Welches sind die drei Meilensteine, die zu Deinem Erfolg geführt haben?

Mit 18 Jahren habe ich während der Ausbildung meine erste Firma im Marketing aufgemacht und drei Jahre lang an diesem Business gearbeitet. Dadurch habe ich Kontakte knüpfen können und viel Insider-Wissen gesammelt.

Danach habe ich eine Werbe- und Marketing Agentur aufgebaut, für die wir dann auch internationale Kunden angezogen haben. Ein Kunde dieser Agentur hat mich auf die Idee mit dem Erfolgsmagazin gebracht. Aus einem Verlag wurde nach einiger Zeit, dass „Erfolgmagazin“, welches es heute zu kaufen gibt!

Was ist Deine Vision für die Abonnenten des Magazins? Welchen Nutzen sollen sie daraus ziehen?

Unser Ziel ist es, jedes Heft besser zu machen, als die Ausgabe, die ihm vorangegangen ist. Wir haben sehr hochwertige Persönlichkeiten aus allen Bereichen und lassen alle Meinungen zu. Unsere Interviews und Themen sind sehr vielfältig. Aus Jedem Artikel ziehen wir etwas Interessantes für unseren Leser heraus, seien das Wladimir Klitschko oder Daniela Katzenberger, alle haben sie etwas Wichtiges zum Thema zu sagen.

Wer sind die beeindruckendsten Persönlichkeiten, mit denen Du Live-Interviews geführt hast und was hast Du aus diesen Interviews mitgenommen?

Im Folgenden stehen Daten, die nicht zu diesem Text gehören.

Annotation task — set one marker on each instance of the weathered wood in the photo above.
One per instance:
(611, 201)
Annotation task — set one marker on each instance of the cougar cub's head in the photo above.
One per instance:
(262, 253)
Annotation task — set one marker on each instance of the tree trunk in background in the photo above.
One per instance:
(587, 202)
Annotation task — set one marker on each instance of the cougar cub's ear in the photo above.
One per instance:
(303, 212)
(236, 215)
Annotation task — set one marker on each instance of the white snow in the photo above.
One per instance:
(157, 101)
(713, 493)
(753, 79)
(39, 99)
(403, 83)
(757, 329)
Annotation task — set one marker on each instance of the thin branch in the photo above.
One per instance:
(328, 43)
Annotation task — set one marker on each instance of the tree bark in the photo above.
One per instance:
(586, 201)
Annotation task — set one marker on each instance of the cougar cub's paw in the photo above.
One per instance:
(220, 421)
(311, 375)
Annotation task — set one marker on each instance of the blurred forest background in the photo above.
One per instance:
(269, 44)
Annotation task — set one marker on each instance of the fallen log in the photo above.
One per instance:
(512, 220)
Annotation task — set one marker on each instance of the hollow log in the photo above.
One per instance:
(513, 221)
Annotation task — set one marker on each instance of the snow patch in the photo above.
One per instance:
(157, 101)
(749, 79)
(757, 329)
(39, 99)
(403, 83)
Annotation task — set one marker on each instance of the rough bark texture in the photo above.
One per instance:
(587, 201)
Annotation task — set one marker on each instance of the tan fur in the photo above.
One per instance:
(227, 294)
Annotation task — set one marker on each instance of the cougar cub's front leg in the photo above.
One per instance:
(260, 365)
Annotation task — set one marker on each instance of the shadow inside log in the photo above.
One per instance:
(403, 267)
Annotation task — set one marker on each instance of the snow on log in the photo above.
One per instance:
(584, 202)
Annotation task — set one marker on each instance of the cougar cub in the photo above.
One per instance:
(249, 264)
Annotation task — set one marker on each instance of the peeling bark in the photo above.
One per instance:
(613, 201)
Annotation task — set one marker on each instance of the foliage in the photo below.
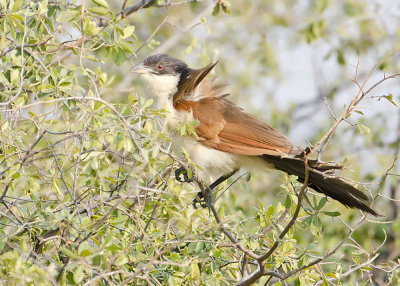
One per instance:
(87, 191)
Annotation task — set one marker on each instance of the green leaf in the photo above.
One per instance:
(99, 10)
(288, 202)
(101, 3)
(148, 103)
(363, 129)
(332, 214)
(16, 6)
(78, 274)
(67, 16)
(321, 203)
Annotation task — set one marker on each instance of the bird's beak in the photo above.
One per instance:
(140, 68)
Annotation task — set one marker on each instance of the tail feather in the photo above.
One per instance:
(331, 186)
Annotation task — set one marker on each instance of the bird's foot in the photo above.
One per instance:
(181, 172)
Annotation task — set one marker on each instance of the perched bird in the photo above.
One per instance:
(228, 138)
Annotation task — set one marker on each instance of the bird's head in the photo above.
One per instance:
(161, 73)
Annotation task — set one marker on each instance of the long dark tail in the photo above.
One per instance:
(331, 186)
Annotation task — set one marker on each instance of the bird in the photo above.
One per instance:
(228, 138)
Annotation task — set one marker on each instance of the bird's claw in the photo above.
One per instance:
(182, 171)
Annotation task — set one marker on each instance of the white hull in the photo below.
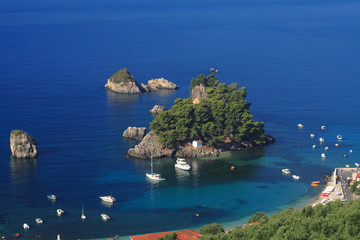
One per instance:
(105, 217)
(155, 176)
(110, 198)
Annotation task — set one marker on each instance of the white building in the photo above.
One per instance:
(197, 143)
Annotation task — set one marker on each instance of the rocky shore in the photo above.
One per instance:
(123, 82)
(150, 145)
(22, 145)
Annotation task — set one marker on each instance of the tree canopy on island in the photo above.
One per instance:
(336, 221)
(224, 115)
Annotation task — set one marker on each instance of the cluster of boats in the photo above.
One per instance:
(180, 163)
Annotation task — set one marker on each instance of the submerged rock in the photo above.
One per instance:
(135, 133)
(22, 145)
(123, 82)
(157, 109)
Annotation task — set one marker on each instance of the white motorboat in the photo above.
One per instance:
(83, 217)
(108, 198)
(105, 217)
(286, 171)
(38, 220)
(26, 226)
(152, 175)
(180, 163)
(296, 177)
(59, 212)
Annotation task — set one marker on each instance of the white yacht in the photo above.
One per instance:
(60, 212)
(108, 198)
(296, 177)
(286, 171)
(152, 175)
(105, 217)
(38, 220)
(180, 163)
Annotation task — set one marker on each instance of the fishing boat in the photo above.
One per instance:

Alle waren auf ihre Art und Weise sehr spannend. Wir haben gar nicht den Anspruch sehr ernst, tiefgründig oder psychologisch zu sein, wir wollen unterhalten und den Lesern etwas beibringen. Für tiefere Einblicke können die Biografien der Persönlichkeiten gelesen werden. Wir wollen für alle Personen Interesse wecken. Gary Vaynerchuk zum Beispiel war sehr interessant, da er ein Unikat ist und eben sehr amerikanisch in seiner Art. Der einflussreichste war sicherlich Martin Kind, der Präsident von Hannover 96. Das war eines meiner ersten Promi-Interviews. Er ist sehr bescheiden, obwohl er über eine halbe Milliarde schwer ist. Reich wird man nicht vom Geld ausgeben, dass sieht man an all den erfolgreichen Unternehmern. Ihnen geht es nicht ums Geld, sondern um Lebensqualität.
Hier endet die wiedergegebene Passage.